The Guardian: Warning to ministers over privatized secret water
The Guardian divulges that British ministers were warned about the perils of private equity taking over the water business in a briefing that has been kept secret for 20 years.
The Guardian has reported that British ministers were warned about the perils of private equity taking over the water business in a briefing that has been kept secret for 20 years.
Details of the analysis are still being suppressed while sewage contamination and water providers' refusal to invest in infrastructure are being investigated on a national scale.
After more than three decades of operating under a privatized model, the water sector apologized on Thursday for failing to properly manage and invest in water, as well as for the extent of raw sewage discharges that have fueled widespread public outrage.
Read more: Target to clean UK water bodies pushed back 30 years - 2027 to 2063
It committed to quadruple financing for pipelines, treatment plants, and infrastructure to £10 billion over the next decade and apologized for contaminating beaches and waterways with untreated sewage. All of this, however, will be paid for by higher client bills.
The delayed analysis forecasted the current status of the privatized water business and advised against allowing private equity to invest in water corporations.
It was written in 2002 for the Competition Commission (now the Competition and Markets Authority, CMA) and has never been released in its entirety. It should have been made public under the 20-year rule last summer, but despite repeated attempts, it remains hidden.
Today, as private equity controls ownership of the water industry in England, bringing high levels of debt and underinvestment that result in sewage contamination, water shortages, and leaks, the report's author has urged for full disclosure of his warning from two decades ago.
Chris Goodall, who wrote the report for the Competition Commission investigation into a proposed takeover of Southern Water, stated that his real concern was "about the financial structure of the proposed deal. In my view, the transaction created an entity that would prove impossible to regulate.
“Large external private equity shareholders would load the company with debt and Ofwat inevitably would lose any regulatory control. For example, it would prove extremely difficult to ensure that water companies invested enough in sewage control.

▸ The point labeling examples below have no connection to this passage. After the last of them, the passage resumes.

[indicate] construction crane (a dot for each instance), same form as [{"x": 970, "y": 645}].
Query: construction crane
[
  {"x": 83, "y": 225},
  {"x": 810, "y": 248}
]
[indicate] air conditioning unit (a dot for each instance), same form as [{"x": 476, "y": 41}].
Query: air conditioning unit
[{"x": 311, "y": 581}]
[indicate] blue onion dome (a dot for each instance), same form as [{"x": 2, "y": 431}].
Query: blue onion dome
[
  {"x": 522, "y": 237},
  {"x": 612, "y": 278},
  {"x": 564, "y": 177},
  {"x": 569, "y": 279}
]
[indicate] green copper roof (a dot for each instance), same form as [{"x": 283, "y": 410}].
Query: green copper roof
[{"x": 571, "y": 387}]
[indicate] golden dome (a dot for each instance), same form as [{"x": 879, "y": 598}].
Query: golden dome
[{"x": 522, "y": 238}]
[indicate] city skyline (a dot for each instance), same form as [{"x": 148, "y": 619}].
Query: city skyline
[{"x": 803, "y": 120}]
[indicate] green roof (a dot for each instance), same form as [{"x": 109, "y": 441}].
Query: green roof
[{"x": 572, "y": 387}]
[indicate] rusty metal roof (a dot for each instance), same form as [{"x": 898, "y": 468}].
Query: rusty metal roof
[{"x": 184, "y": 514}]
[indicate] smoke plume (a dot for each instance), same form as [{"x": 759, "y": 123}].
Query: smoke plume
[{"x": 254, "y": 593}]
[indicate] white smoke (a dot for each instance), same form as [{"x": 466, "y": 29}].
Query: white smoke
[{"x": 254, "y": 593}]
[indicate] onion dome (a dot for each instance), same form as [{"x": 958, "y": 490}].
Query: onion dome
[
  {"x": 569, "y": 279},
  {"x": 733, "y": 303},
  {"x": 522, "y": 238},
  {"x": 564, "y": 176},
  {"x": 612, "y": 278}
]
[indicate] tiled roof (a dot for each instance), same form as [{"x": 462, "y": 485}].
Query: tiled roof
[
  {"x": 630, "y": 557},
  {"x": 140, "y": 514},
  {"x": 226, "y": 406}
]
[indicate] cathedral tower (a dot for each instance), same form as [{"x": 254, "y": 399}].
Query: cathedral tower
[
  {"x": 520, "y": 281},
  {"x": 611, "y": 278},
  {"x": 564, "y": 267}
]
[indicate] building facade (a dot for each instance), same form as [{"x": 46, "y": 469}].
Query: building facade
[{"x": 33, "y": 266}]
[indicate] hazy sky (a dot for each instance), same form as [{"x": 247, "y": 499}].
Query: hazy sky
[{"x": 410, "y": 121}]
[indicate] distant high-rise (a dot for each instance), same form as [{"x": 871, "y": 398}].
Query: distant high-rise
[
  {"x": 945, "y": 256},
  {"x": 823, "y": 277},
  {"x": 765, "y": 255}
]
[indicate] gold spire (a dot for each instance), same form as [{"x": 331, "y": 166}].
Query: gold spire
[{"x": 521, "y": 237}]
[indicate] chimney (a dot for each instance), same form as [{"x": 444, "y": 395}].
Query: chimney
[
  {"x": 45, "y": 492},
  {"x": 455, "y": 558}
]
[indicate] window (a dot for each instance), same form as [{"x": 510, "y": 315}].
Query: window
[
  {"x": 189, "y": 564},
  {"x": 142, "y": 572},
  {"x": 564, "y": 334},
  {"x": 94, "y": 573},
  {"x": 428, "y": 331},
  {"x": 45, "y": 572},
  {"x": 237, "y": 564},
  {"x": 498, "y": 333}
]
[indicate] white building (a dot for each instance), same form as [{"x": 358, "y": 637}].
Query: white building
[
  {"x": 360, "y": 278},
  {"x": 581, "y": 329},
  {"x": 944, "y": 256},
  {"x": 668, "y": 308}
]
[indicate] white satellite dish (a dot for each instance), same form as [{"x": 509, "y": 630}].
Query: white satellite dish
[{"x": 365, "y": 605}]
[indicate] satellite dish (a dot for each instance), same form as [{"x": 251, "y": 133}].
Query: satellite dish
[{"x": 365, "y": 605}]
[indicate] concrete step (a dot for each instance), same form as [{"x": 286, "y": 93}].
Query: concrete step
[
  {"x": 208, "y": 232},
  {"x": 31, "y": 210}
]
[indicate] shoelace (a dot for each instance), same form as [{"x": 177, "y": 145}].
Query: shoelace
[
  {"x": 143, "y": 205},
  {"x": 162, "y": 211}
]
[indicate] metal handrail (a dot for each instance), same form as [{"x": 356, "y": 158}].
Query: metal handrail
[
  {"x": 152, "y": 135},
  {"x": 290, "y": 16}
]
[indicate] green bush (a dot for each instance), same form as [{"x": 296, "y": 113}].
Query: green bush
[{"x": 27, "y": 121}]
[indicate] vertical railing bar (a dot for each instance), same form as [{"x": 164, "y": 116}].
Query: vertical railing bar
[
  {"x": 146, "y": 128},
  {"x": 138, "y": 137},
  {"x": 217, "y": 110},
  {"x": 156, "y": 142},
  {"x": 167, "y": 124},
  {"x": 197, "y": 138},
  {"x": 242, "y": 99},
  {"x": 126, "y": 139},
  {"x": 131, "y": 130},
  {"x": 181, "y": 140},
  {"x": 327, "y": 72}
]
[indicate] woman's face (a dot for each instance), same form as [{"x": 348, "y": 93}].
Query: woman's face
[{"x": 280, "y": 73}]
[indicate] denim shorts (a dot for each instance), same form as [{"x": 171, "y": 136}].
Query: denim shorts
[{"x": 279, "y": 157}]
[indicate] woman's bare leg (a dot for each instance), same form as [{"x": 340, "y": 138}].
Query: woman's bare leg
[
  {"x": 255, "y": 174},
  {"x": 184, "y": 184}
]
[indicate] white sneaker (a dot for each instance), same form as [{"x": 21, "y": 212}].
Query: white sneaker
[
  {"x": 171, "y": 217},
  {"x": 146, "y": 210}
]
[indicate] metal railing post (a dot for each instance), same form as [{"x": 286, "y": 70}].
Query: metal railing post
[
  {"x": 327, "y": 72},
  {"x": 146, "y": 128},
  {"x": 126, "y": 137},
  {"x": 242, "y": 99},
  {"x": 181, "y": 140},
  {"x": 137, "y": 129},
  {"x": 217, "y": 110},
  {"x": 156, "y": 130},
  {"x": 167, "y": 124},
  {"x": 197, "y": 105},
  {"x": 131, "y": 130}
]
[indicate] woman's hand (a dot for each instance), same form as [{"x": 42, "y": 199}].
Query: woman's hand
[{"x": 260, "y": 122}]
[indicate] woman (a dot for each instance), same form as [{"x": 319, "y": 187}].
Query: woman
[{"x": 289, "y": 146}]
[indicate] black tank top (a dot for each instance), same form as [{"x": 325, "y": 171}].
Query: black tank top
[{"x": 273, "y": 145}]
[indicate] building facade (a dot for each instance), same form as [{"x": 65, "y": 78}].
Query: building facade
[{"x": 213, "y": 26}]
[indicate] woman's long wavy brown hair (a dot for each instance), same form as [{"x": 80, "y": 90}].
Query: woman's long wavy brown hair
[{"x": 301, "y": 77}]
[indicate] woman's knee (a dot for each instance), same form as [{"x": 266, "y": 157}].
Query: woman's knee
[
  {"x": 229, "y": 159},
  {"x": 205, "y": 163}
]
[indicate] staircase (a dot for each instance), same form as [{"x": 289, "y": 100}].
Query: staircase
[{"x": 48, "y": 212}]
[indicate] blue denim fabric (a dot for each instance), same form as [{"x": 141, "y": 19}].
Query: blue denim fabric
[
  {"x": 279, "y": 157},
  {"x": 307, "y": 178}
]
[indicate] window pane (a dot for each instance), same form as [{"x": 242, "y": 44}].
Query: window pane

“This report should be published in full now because it helps to show why the last 20 years of increasing private equity dominance of the water industry has proved so disastrous.”
Sarah Bentley, the CEO of Thames Water, revealed last year that high levels of pollution in waterways were the product of "decades of underinvestment" by the privatized water business.
According to new Financial Times research, the ten largest water corporations will more than quadruple their dividend payments to shareholders in 2022 to £1.4 billion, despite widespread concern over sewage contamination in rivers and a failure to invest in infrastructure.
The CMA stated that the report, which was produced in September 2002, had been approved for publishing. However, it has not been disclosed for eight months after it should have been.
The CMA has cautioned that if a request for the report is made, it will be excluded from doing so under freedom of information regulations. "Without wanting to prejudge the outcome of any request you may make under the Freedom of Information Act 2000, I wanted to refer you to the exemption at s.22 of the Freedom of Information Act 2000," the authority added.
“This exemption provides that information intended for future publication is exempt from release provided the public interest in maintaining the exemption outweighs the public interest in release.”
Dieter Helm, an economist, has cautioned that the privately held water corporations' excessive levels of debt endanger their long-term viability.
When asked why the Goodall report and the whole investigation it was a part of had not been published under the 20-year rule, the CMA said, “As the statement is now over 20 years old, it has been reviewed by our records management team in line with the above process … however, there are a significant amount of documents which make up this matter which are yet to be reviewed. Further, the CMA, consistent with normal processes, will transfer these records with other records which have reached the 20-year mark and which have also been selected for transfer. This process will be completed over the course of this year.”